For the cloud industry, the DMA’s extension to IaaS/PaaS could become a de facto global standard, much as GDPR became the template for data privacy. Both AWS and Azure, having poured billions into building differentiated global infrastructure, will need to reconcile EU-specific compliance with a global service architecture. The result may be a “splinternet” of cloud services, where EU customers get a more open, interoperable version while others do not — or, more likely, the providers will harmonize globally to avoid the cost of dual systems.

The Bottom Line: Competition or Confusion?

The provisional gatekeeper designation for AWS and Azure signals that regulators no longer view cloud infrastructure as a naturally competitive market. The DMA’s architects argue that high switching costs, egress fees, and proprietary ecosystems create lock-in that harms innovation and raises costs for European businesses. By demanding interoperability and fair play, the EU hopes to spur a new wave of competition — not just from Google and Oracle, but from a nascent ecosystem of smaller, specialized European cloud providers.

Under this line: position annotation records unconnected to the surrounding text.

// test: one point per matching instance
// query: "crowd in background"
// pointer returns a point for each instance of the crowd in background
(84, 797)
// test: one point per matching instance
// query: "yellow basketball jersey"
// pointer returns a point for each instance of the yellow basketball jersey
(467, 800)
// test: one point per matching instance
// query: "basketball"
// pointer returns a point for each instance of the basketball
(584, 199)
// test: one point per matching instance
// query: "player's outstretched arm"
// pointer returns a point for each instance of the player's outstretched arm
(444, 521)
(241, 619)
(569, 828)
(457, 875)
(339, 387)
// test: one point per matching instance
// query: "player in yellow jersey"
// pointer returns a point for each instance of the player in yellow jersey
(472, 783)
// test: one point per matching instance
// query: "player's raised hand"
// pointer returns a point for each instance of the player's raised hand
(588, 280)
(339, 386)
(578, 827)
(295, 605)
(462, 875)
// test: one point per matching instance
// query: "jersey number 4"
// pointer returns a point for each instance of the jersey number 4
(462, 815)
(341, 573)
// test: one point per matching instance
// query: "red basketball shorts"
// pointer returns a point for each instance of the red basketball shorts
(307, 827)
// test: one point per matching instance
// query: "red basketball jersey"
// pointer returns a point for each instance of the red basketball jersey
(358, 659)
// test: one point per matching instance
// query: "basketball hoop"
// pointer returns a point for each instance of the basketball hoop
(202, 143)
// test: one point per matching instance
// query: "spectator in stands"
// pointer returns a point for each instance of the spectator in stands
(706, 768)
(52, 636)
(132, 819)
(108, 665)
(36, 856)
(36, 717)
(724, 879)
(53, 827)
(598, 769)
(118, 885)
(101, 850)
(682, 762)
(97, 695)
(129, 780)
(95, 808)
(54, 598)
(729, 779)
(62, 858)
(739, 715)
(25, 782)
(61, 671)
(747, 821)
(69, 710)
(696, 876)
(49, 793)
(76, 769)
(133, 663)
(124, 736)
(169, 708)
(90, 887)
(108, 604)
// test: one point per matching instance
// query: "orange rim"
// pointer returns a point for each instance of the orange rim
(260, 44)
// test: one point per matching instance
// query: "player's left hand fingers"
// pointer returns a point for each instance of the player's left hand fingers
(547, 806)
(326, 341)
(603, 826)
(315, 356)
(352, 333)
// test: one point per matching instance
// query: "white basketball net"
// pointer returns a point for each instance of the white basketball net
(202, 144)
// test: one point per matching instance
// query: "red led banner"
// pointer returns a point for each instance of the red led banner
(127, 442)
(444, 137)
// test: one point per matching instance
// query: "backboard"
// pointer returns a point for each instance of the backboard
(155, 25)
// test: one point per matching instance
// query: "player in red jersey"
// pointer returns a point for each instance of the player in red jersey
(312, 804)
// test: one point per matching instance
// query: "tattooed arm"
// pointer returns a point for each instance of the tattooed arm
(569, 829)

Yet the road ahead is fraught with technical and legal minefields. Writing effective cloud interoperability regulations is uncharted territory. Too rigid, and the rules could standardize the cloud to the point that all providers become indistinguishable, killing innovation. Too lax, and gatekeepers will find workarounds. The European Commission will need to walk a fine line, drawing on deep technical expertise and engaging continuously with the cloud community.

For now, the cloud computing market in Europe braces for its biggest regulatory shakeup since GDPR. The designations may only be preliminary, but the direction is unmistakable: cloud giants will no longer get a free pass under competition law. The coming months will determine whether that leads to a more open, dynamic digital infrastructure — or a regulatory quagmire that ultimately serves no one.